For the different variants mentioned above, analyses were carried out assuming the investment cost of 370,000 EUR/100 kW of the plasma system power. A breakdown of the investment cost is shown in Table 1. Moreover, for a selected technical minimum variant (30%), an NPV analysis was carried out for different investment cost levels: from 370,000 to 260,000 EUR/100 kW of the plasma system power.
The costs estimations (Table 1) for each of the subsystems were based on the experience of authors. Moreover, it was assumed that installation and start-up at the power unit will take 600 man-hours, optimization of work will take 500 man-hours, and subsequent training of the power unit operators will take 250 man-hours.
The cost of a single man hour was estimated to be 100 EUR on average, which is fairly typical for an experienced engineer in Western European countries. Overheads were assumed to be 30% of the sum of all the other costs. Additionally, the fixed annual operational costs were assumed, i.e., 41,280 EUR of labor and 20,000 EUR of consumable spare parts. The period of one year was assumed in all of the NPV analyses. The latter were made for the investment horizon of 10 years. The expected return rate of 9% was assumed in all of the NPV analyses. Additionally, the effect of the expected return rate on NPV was examined for the variant with the technical minimum of 30% and Y = 1.

5. Results and Discussion

5.1. Results of Performed Analysis

At the moment there are no data that would allow one to definitely specify the technical minimum achievable using plasma assistance. For this reason, several different variants of the demand for plasma torch power at different technical minimum values were taken into account in the analysis.
Since at present there is no information concerning the minimal power of a plasma torch needed to obtain ignition at different technical minimum values, the analysis was carried out for different values of coefficient Y. As Figure 2 shows, the different assumed values of coefficient Y translate into different values of the plasma torch’s power needed to sustain the combustion process at the reduced technical minimum. In the case of NPV calculations, this would significantly affect the obtained results because of the assumed constant investment costs per 100 kW of the power of the plasma torch.
Regardless of the achieved technical minimum, the variant with the lowest technical minimum yielded decidedly the best result for the same power of plasma torch (Figure 3)—a positive NPV was reached already in the second year after the investment for the least lucrative variant (technical minimum of 50%).
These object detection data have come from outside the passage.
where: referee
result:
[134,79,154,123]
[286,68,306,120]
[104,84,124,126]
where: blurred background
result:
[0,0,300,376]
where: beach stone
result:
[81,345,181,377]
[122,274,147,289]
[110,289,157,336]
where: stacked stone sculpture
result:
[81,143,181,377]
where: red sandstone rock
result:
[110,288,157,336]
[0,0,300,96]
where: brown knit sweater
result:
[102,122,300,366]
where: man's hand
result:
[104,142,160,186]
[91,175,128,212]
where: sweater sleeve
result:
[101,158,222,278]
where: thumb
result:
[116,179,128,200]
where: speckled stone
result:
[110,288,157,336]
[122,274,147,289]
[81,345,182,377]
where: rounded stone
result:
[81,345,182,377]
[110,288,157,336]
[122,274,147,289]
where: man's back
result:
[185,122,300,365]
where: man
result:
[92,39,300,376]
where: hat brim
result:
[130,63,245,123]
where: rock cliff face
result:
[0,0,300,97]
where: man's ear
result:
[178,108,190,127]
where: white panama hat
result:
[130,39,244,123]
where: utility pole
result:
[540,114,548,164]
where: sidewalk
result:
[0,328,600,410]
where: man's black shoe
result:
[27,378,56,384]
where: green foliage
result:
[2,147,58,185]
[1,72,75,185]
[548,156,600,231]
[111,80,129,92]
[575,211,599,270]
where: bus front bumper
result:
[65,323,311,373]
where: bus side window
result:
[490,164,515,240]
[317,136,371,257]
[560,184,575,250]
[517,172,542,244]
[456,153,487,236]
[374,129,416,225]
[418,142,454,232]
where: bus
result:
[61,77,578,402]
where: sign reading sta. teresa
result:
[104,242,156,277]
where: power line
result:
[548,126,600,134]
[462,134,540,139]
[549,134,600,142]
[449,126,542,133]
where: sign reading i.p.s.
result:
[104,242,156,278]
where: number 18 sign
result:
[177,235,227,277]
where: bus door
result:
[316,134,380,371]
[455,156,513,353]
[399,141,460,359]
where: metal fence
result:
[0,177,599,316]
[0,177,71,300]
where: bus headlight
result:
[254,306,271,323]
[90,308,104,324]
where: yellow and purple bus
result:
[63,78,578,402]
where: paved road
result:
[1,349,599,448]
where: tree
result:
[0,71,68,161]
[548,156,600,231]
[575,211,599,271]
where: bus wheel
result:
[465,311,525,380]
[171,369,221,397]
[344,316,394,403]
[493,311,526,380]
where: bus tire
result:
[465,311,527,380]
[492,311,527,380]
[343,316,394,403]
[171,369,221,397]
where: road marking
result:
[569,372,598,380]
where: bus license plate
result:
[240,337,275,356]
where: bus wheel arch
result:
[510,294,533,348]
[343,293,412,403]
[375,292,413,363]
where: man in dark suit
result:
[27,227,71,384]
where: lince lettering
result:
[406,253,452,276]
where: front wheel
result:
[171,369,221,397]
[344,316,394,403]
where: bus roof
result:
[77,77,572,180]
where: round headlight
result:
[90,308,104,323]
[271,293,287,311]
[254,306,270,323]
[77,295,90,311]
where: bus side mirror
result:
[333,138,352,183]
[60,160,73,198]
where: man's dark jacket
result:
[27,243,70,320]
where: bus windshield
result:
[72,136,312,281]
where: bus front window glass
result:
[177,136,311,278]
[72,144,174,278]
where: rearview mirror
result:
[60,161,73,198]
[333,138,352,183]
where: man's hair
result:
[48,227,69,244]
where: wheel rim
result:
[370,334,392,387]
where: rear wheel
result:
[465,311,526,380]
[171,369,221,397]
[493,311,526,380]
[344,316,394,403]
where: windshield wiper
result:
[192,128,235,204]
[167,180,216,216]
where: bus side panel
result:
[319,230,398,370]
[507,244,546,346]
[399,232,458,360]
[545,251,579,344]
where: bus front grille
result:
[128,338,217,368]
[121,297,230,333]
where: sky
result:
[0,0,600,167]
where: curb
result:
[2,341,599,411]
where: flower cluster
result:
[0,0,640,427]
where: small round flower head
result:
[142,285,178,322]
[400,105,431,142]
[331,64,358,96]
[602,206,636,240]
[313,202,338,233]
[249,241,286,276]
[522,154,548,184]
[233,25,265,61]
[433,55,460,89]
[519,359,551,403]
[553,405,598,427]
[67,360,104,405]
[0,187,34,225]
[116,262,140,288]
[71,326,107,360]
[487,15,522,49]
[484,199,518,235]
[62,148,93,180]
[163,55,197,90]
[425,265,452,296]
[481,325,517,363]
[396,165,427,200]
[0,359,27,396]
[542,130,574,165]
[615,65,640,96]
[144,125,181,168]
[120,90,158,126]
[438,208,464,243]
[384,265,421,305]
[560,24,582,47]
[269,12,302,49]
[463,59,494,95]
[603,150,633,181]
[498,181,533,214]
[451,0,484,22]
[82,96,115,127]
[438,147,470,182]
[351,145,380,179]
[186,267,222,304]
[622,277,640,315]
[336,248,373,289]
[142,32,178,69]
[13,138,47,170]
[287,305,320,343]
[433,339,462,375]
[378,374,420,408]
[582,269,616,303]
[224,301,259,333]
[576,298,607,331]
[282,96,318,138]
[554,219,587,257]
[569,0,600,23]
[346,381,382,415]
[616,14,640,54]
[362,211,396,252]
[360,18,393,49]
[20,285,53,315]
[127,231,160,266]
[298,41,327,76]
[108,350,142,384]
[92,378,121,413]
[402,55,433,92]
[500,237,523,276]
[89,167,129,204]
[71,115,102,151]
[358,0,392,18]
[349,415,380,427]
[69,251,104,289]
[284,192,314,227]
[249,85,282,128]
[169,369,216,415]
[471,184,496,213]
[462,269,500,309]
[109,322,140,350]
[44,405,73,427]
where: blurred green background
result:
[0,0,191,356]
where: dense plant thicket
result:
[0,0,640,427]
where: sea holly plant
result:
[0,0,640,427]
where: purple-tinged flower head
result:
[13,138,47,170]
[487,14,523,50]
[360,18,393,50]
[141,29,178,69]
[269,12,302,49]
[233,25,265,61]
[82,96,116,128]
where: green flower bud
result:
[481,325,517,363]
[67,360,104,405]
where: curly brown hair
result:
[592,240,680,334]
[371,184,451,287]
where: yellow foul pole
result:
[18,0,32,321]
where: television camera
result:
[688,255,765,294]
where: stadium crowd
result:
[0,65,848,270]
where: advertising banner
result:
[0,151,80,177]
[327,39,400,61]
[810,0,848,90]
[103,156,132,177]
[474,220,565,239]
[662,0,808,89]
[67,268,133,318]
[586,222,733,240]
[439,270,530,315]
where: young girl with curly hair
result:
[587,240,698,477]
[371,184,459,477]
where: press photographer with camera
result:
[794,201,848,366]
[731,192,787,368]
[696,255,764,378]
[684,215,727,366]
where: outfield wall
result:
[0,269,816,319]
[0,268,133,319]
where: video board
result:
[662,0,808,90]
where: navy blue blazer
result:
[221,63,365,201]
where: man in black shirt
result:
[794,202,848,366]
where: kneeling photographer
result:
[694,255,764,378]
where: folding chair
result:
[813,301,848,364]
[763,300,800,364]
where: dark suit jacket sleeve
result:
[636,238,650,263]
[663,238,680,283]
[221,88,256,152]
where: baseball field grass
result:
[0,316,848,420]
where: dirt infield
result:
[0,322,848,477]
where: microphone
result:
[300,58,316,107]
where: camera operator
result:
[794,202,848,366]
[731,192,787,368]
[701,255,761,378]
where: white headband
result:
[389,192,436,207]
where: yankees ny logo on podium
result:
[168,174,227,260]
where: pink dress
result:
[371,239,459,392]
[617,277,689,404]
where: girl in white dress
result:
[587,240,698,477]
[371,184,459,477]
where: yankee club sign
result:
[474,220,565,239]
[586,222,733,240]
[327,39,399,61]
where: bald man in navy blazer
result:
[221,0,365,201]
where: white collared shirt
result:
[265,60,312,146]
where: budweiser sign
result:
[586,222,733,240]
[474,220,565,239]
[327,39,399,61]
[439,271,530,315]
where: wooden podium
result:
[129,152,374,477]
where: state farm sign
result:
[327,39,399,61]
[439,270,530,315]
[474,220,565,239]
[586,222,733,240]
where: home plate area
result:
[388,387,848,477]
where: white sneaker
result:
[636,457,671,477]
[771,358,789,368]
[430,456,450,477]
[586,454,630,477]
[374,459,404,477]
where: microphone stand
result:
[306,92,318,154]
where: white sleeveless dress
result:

This is due to the fact that in the case of the lowest technical minimum, the same level of outlays in the zero year brings in the largest revenues from the capacity market. For the same investment outlays (Y = 0) the stream of revenues is the deciding factor.
In the case of the NPV analysis carried out for different capital expenditures, where coefficient Y = 0.5 can be used as a measure of the difference between the expenditures, the results (Figure 4) were similar to the ones obtained for coefficient Y = 0 (Figure 3). The best cost performance characterized the variant in which a technical minimum of 20% was achievable. However, the differences between the NPVs for the particular variants were not highly significant due to the higher investment costs stemming from the assumed higher plasma system power.
At coefficient Y = 1 the results were slightly different (Figure 5), i.e., the least promising results were for the variant with the lowest technical minimum (MT 20%) and for the variant permitting a relatively small technical minimum reduction (MT 50%). In the case of MT 20%, because of the relatively high capital expenses (for Y = 1), this variant becomes profitable (NPV > 0) as late as after seven years. Variant MT 50%, despite the substantially lower capital expenditures, becomes profitable towards the end of the considered investment horizon (10 years). Also in the case of coefficient Y = 1.2, the two extreme values of the achievable technical minimum resulted in the lowest cost-effectiveness (Figure 6), but the difference between them and variants MT 40% and MT 30% was slightly more distinct.
If plasma solutions become more widespread, the unit costs of such installations (EUR/100 kW), will go down. Furthermore, the simultaneous retrofitting of several power generation units in a given power plant would also improve the negotiation position of this entity in price negotiations. The effect of a reduction in the investment cost of plasma installations for aiding boiler operation is shown in Figure 7. Thanks to a reduction in the investment cost by about 35%, the period in which the project can reach NPV = 0 can be shortened from about five to about three years.
Figure 8 shows the effect of the expected return rate on project NPV. For the considered case (the power unit technical minimum amounting to 30% of the rated power, Y = 1) the project becomes profitable (NPV > 0) two years earlier when the expected rate of return is changed from 15% to 6%. In the considered 10 year investment horizon, the project can be regarded as economically viable even if a return rate of 15% is assumed. The effect of the price of 1 kW obtainable at capacity market auctions on project NPV is shown in Figure 9. This effect is considerable within the assumed 10 year investment horizon.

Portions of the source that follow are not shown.